After a fire has been detected in a building and its occupants have been notified, those individuals need to quickly find their way to an exit or area of refuge. Typically, fire safety professionals rely on visible exit markings and pre-planning to identify egress paths. As buildings and occupancies have grown in size and complexity, achieving an egress design goal has become a complex and expensive undertaking.
Directional sound is one method that can enhance the ability of building occupants to find the closest safe exit during an emergency. Adding sound to the visible indicators that are already required helps to overcome the limitations of relying only on one exit marking method.
Codes and Standards
In 2007, the NFPA 721 technical committee for notification appliances recognized the need to create a new category of notification appliance called "Exit Marking Audible Notification Appliances.” These devices are defined as notification appliances that mark building exits and areas of refuge by the sense of hearing for the purpose of evacuation or relocation. Beyond the definition, requirements were also added to Chapter 18 (Notification Appliances) to detail minimum device sound pressure level requirements and how directional sounders must be installed. NFPA 72 does not require the use of directional sounders.

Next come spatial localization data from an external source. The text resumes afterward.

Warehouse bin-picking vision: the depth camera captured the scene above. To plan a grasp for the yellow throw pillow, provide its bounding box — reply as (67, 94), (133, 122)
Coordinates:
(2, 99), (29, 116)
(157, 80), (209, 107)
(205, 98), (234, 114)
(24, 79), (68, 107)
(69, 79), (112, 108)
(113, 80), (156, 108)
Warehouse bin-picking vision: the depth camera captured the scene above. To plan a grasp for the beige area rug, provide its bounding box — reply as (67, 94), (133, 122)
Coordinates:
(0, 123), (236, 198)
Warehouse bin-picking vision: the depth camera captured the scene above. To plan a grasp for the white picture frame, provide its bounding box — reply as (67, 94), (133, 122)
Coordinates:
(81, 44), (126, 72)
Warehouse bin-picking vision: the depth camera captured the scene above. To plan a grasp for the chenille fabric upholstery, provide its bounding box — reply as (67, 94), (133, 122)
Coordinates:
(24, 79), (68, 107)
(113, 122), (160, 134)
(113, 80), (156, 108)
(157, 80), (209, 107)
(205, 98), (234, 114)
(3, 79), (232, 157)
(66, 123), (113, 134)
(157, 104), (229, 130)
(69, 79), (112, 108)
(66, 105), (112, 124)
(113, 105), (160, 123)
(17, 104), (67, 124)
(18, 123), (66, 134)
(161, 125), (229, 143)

Despite recognition of the technology in NFPA 72, there is currently no industry standard that can be used to measure the effectiveness of audible notification appliances in creating a sound that will direct building occupants to an exit. However, there is a publicly available specification developed by the British Standards Institute known as PAS 41.2 PAS 41 describes the construction and performance requirements for directional sounders. It also proposes a method to quantify the ability of a person to locate the sound source using subject-based testing similar to that used to measure intelligibility.
PAS 41 describes a localization test in which a subject is seated in a fixed position encircled by 36 identical notification appliances. The sounders are mounted about 1.2 meters from the ground and 3 meters away from the subject. The subject must sit facing the front unit and not move his or her head while the testing is conducted. A random unit is then activated and the subject, while using a record diagram as a guide (see Figure 1), must visualize which sounder is on and record the test number on the sheet.
This test is repeated 18 times for each subject. A group of ten subjects must correctly identify which sounder activated at least 75 percent of the time for the sounder to be considered "directional.”
Figure 1: Record Diagram
In order to get a better understanding of the requirements of PAS 41 and assess its applicability as a quantitative measurement of directionality, experiments were conducted with dozens of volunteers with self-reported normal hearing to perform the localizing tests. A number of test modifications were also evaluated with the goal of improving the test method and gauging the overall viability of the document. Both directional and standard audible notification appliances (including temporal-3 and whoop tones) were used in the tests.
In phase 1, the testing was performed exactly as it was described in PAS 41. The following notification appliances were used in the testing: a directional sounder, a chime set to whoop tone, a standard 2-4 kHz temporal-3 sounder, and a 3 kHz pure tone mini horn. Table 1 shows the percentage of correct location identifications made by the group as a whole as well as the minimum and maximum percentage of correct identifications by any one subject. The results show that none of the notification appliances would pass the 75% threshold to be considered "directional” according to PAS 41.
Table 1: Percentage of correct identifications of sound during localization test
Standard Sounder in T-3
Mini horn in T-3
After analyzing the results from phase 1 and discussing the test methodology with the test subjects, it was determined that many subjects had difficulty visualizing the correct location of the sounder that was being activated during the tests. The tests from phase 1 were repeated with the subject seated in a chair that could swivel. While each sound was played, the subject could rotate the chair to locate the sounder. The sounders were also numbered during this round of tests. Table 2 compares the results of the original test to the modified test method. The results show that the subjects’ ability to locate the correct sounder improve greatly if they are allowed to rotate to face the sound.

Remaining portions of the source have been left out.